Sharp bounds for fractional operator with $L^{\alpha,r'}$-H\"ormander conditions

TL;DR

This paper establishes sharp bounds for a fractional operator with kernels satisfying specific Hormander conditions, using a novel sparse domination technique, extending known results for fractional integrals.

Contribution

Introduces a new sparse domination approach to prove sharp boundedness of fractional operators under Hormander conditions, generalizing previous fractional integral bounds.

Findings

Proves sharp boundedness for fractional operators with Hormander conditions.

Develops a new sparse domination method for these operators.
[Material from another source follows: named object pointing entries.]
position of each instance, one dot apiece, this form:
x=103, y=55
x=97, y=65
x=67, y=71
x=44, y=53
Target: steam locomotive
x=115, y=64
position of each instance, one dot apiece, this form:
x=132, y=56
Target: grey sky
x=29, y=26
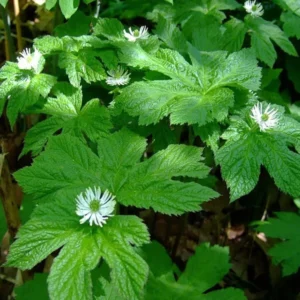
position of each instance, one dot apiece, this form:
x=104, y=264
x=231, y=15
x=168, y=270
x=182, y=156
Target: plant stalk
x=18, y=25
x=9, y=45
x=8, y=199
Recovers known bounds for fractional integrals as a special case.

Abstract

In this paper we prove the sharp boundedness for a fractional type operator given by a kernel that satisfy a $L^{\alpha,r'}$-H\"ormander conditions and a fractional size condition, where $0<\alpha<n$ and $1< r'\leq \infty$. To prove this result we use a new appropriate sparse domination which we provide in this work. For the case $r'=\infty$ we recover the sharp boundedness for the fractional integral, $I_{\alpha}$, proved in [Lacey, M. T., Moen, K., P\'erez, C., Torres, R. H. (2010). Sharp weighted bounds for fractional integral operators. Journal of Functional Analysis, 259(5), 1073-1097.]